Le début d’année est souvent une période creuse pour les galeries. Après l’effervescence de l’automne, l’hiver s’étire et le marché a du mal à se réveiller. C’est la période pendant laquelle certaines en profitent pour faire des travaux, d’autres pour montrer des artistes qui ne sont pas les plus en vue de leur programmation et d’autres pour présenter des expositions collectives, plus centrées autour d’un thème ou d’une esthétique. C’est le cas des expositions dont il est question aujourd’hui.

Dilecta est une maison d’édition mais aussi une galerie qui propose généralement des multiples. Mais depuis quelque temps, elle montre des pièces uniques et c’est le cas avec l’exposition qui vient d’ouvrir, confiée au jeune commissaire Thomas Fort. Il s’agit en fait d’une exposition centrée autour de la peinture figurative, en majorité française, et qui a pour point de départ un roman de Yôko Ogawa, Le Musée du silence. Dans ce livre, un muséographe est invité par une vieille femme à réaliser un musée dans la grange de sa propriété, située en périphérie d’un village japonais. Il y découvre une somme d’objets hétéroclites récoltés au gré de la mort des habitants de la bourgade et qui vont d’un sécateur rouillé à la dépouille d’un chien, en passant par des pièces de vaisselle ou un coffret de tubes de peinture vides. La vieille dame lui explique comment elle a passé sa vie à subtiliser ces objets, dans le but d’en faire une sorte de mémoire collective, mais qui correspond aussi à son désir propre. Comme le dit Thomas Fort : « Le roman porte une réflexion sur l’écriture de l’Histoire, qui au-delà des grands récits, se joue aussi dans le sillage silencieux de la disparition des êtres, et des objets banals qu’ils laissent derrière eux. »

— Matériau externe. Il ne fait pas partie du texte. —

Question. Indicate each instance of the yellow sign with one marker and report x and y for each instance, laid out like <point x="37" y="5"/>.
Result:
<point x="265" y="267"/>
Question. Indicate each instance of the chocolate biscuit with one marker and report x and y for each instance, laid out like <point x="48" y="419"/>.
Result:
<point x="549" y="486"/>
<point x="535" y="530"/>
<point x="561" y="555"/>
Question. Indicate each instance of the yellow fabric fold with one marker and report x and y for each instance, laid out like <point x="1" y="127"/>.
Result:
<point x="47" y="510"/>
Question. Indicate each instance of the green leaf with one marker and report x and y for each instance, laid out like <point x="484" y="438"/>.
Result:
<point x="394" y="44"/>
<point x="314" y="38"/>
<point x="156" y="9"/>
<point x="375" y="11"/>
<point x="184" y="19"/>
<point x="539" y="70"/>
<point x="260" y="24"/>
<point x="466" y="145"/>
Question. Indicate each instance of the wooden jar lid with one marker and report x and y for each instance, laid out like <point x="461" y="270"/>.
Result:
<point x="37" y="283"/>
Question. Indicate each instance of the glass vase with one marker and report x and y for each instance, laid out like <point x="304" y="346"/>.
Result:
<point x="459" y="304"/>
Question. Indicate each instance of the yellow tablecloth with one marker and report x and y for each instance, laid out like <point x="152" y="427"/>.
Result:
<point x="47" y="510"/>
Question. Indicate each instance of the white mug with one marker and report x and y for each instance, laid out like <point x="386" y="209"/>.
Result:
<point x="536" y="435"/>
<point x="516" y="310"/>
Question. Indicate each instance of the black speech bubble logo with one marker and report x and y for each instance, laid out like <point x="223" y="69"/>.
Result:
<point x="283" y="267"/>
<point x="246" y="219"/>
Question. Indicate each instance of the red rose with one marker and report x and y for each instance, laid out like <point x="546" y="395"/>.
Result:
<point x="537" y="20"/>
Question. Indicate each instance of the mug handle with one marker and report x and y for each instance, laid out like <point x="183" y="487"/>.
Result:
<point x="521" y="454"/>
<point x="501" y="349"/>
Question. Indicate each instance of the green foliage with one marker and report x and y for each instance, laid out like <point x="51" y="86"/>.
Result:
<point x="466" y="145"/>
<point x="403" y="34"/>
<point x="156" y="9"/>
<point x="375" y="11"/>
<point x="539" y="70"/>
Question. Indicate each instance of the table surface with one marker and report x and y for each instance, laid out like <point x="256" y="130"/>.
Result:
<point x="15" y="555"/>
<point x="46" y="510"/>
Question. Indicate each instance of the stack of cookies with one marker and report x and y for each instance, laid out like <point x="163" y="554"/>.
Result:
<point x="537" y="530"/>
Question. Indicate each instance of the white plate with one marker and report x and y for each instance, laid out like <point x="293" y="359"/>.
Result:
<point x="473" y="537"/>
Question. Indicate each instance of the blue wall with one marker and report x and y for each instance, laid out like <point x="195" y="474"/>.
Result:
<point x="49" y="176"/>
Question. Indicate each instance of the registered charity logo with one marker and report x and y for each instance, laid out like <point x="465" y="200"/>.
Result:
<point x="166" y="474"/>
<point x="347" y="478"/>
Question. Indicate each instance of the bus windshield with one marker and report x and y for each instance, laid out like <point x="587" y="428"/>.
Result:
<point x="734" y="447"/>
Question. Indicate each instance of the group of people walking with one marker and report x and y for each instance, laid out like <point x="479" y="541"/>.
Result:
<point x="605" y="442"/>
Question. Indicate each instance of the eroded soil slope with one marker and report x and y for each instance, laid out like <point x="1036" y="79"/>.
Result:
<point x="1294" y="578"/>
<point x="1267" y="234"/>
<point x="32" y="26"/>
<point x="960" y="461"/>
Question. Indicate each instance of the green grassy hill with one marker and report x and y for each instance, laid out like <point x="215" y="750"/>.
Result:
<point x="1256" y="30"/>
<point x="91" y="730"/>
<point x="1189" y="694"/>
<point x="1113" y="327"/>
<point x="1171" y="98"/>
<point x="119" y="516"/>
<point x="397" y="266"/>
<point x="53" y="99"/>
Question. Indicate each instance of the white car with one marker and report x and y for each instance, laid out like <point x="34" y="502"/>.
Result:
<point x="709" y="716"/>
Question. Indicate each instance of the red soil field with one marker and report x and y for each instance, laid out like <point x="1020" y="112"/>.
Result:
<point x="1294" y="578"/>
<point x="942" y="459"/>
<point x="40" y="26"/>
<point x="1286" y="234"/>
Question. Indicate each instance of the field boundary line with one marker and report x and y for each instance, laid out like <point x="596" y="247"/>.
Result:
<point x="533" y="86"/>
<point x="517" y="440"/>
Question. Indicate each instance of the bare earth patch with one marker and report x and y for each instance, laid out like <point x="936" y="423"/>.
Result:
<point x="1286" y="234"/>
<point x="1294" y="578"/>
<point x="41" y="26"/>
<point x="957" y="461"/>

La réponse qu’il y apporte plastiquement met donc en scène des œuvres qui témoignent de cette banalité, de cet effacement, de ce silence. S’il a conscience que bien des artistes auraient pu s’inscrire dans cette catégorie, il a choisi de ne pas montrer forcément les plus connus ou les plus attendus. Un des plus représentés y est Damien Cadio, à qui Thomas Fort a consacré récemment une monographie (parue également chez Dilecta). Il l’est sous la forme de petits formats représentants des sujets du quotidien et peints avec beaucoup de délicatesse dans une facture très classique, mais qui se démarquent par une certaine étrangeté, en partie due à un cadrage décentré et à une palette sourde. A ses côtés, on trouve des habitués de ces colonnes (Mathilde Denize, Julien des Monstiers, Jérôme Borel ou encore Jean Claracq), mais aussi de jeunes artistes comme Oscar Lefevre ou Jean Gfeller (nés respectivement en 1997 et 1996) qui représentent des situations ambigües, d’entre-deux et qui témoignent, avec leurs peintures diluées et fantomatiques, d’une indécision ou d’une latence. Et si la plupart des pièces sont sur châssis ou sur bois, d’autres, comme celles d’Emmanuelle Castellan, qui a aussi réalisé un papier-peint, flottent au mur ou se résument à des motifs en laine, comme celles de Melike Kara, qui font référence à des traditions et des rituels kurdes. En tout, ce sont plus de quinze artistes qui sont invités à illustrer le propos.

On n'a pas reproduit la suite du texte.